- Born: Esther Driver du Pont January 21, 1908 Wilmington, Delaware, US
- Died: March 24, 1984 (aged 76) Jupiter Island, Florida, US
- Occupation(s): Philanthropist Racehorse owner/breeder
- Spouse(s): Campbell Weir ​(m. 1928⁠–⁠1939)​ John R.H. Thouron ​ ​(m. 1953⁠–⁠1984)​
- Parents: Lammot du Pont II (father); Natalie Driver Wilson (mother);

= Esther D. du Pont =

American horse breeder & philanthropist (1908-1984)

Esther Driver du Pont, Lady Thouron (January 21, 1908 – March 24, 1984) was an American horse breeder and philanthropist who created the Thouron Award with her husband, Sir John R.H. Thouron KBE.

==Biography==
Born in Wilmington, Delaware, she was a member of the wealthy Du Pont family, one of eight children born to Lammot du Pont II and Natalie Driver Wilson.

From 1928 to 1939, she was married to Campbell Weir.
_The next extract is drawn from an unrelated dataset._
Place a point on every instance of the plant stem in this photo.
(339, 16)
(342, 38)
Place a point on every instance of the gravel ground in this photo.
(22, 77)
In 1953, she married for a second time to John Rupert Hunt Thouron, a native of Cookham in Berkshire, England. In 1960, they established the Thouron Scholars Program of student exchanges between the University of Pennsylvania and leading universities in the United Kingdom. In 1967, she received an Honorary Doctorate in Humane Letters from the University of Pennsylvania in recognition of her work.

===Thoroughbred horse racing===
Esther du Pont and her husband owned a large estate near Unionville, Chester County, Pennsylvania they called "Doe Run." Like other du Pont family members such as William duPont, Jr., Allaire du Pont, Marion duPont Scott, Jane du Pont Lunger, and Alice du Pont Mills, Esther du Pont too became a fan of thoroughbred horse racing. She bred and raced a number of horses for both flat racing and steeplechase events. In 1944, her horse Burma Road won the most prestigious steeplechase race in the United States, the American Grand National and in flat racing, her colt Royal Vale won the 1953 Massachusetts Handicap.

Esther du Pont Thouron helped build the clinic and hospital at the University of Pennsylvania School of Veterinary Medicine's New Bolton Center. In 1966, her contribution to the industry was recognized by the Thoroughbred Owners and Breeders Association who awarded her its Lady's Sportsmanship Award.

===Death===
Esther du Pont Thouron died at her winter home in Florida on March 24, 1984, at age 76.